Eserlerinde toplumsal olarak ötekileştirilenlere ses vermeyi amaçlayan, göç meselesini ön plana çıkaran, hikâye anlatırken fotoğraf, video, çizim, interaktif medya ve metin gibi araçları kullanan Yalter, bu yerleştirmesinde yine öznel deneyimler üzerinden egemenlerin tarihine çağdaş sanat aracılığıyla meydan okuyor.
“TheAmbassaDRESS”in hikâyesi, Fransa’nın hâlâ faaliyette olan en eski modaevi Lanvin’in 1928’de diktiği haute-couture bir elbisenin üzerinden video, fotoğraf ve çizimlerden oluşan bir yerleştirmeyle aktarılıyor. Gerçekle kurgunun iç içe geçtiği bu yerleştirme, İkinci Dünya Savaşı sırasında Nazi hükümetinin önde gelen isimlerinin de olduğu diplomatik bir etkinlikle açılıyor. Almanya’ya atanan bir elçi de eşiyle birlikte bu etkinliğe katılıyor ve elçinin eşinin giydiği Lanvin imzalı elbise hikâyenin temelini oluşturuyor.
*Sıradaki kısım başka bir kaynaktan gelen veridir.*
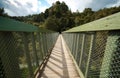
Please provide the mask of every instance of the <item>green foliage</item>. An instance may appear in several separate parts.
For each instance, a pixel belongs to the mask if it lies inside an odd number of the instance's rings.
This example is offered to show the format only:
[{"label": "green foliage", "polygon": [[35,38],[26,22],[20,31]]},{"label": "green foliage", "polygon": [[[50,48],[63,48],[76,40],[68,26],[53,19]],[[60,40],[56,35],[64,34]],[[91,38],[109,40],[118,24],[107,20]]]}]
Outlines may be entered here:
[{"label": "green foliage", "polygon": [[[42,12],[40,14],[12,18],[26,23],[31,23],[39,27],[61,32],[119,11],[120,6],[104,8],[99,11],[93,11],[91,8],[85,8],[81,13],[79,11],[72,13],[65,2],[57,1],[56,3],[53,3],[50,8],[46,9],[44,13]],[[0,12],[2,13],[2,10]]]},{"label": "green foliage", "polygon": [[0,8],[0,16],[7,16],[8,17],[7,13],[5,13],[4,8]]}]

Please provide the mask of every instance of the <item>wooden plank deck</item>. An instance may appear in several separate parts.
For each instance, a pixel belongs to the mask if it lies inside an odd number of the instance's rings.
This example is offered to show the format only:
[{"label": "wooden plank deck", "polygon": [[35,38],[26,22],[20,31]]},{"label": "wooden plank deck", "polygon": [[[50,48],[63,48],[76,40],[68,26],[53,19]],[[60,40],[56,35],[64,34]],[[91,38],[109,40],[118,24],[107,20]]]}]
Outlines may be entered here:
[{"label": "wooden plank deck", "polygon": [[60,35],[41,78],[80,78]]}]

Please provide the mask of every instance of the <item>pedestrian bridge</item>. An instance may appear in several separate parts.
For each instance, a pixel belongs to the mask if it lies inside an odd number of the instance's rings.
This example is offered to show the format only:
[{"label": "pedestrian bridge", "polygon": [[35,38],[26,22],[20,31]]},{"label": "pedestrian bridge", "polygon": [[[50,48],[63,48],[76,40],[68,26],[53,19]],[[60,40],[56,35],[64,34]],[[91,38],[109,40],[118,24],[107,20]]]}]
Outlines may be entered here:
[{"label": "pedestrian bridge", "polygon": [[119,78],[120,13],[59,34],[0,17],[0,78]]}]

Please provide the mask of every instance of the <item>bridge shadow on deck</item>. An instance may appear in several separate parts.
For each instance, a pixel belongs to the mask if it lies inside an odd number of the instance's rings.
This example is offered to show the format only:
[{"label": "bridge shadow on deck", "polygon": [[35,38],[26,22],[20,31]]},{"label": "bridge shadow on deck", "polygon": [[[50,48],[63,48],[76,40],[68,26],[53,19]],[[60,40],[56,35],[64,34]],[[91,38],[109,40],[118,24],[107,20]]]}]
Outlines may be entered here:
[{"label": "bridge shadow on deck", "polygon": [[52,50],[41,78],[79,78],[61,36]]}]

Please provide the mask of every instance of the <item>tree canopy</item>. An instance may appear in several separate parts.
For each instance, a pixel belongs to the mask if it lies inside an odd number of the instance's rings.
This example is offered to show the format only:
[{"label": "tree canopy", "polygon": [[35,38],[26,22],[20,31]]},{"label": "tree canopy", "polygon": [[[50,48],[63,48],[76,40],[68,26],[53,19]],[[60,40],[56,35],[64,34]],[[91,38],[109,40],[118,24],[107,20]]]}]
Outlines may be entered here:
[{"label": "tree canopy", "polygon": [[[65,2],[55,2],[40,14],[12,17],[13,19],[34,24],[39,27],[44,27],[53,31],[64,31],[66,29],[79,26],[102,17],[117,13],[119,7],[104,8],[98,11],[93,11],[91,8],[85,8],[83,12],[71,12]],[[2,9],[0,9],[2,12]]]}]

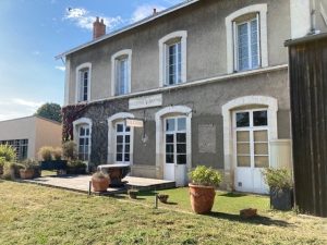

Yerleştirmenin merkezinde yer alan elbisenin detaylı çizimleri aracılığıyla sanatçı, güç ve şiddet üreten egemen kurumların kültür ve sanat da dahil olmak üzere toplumun her alanında iyice kök saldığını gösteriyor. Elbiseyi giyen elçinin eşinin ayrıcalık ve kayıtsızlıkla yüklü, toplama kamplarından ve ne olup bittiğinden bihaber ifadesi, soykırım ve şiddetin bu ayrıcalıklı dünyalarında kayıtsızca yaşayanlar yüzünden sürdürüldüğü vurgusunu taşıyor. Tasarım bir elbisenin anatomisini video ve fotoğraflarla birlikte kat kat irdeleyerek iktidarın anatomisine dönüştüren Yalter beden, simetri, kıvrımlar, kırışıklık ve elbisenin diğer detaylarıyla birlikte dönemin tarihsel olaylarına yakından bakarken sanatın baskı dönemlerindeki soyutlama yetisini de mercek altına alıyor. Bu parçalı yerleştirmede sanatçının gerçek ile kurgu, figürasyon ile soyutlama, öznel deneyim ile tarihsel hakikat arasında başarıyla yarattığı gerilim gün yüzüne çıkıyor.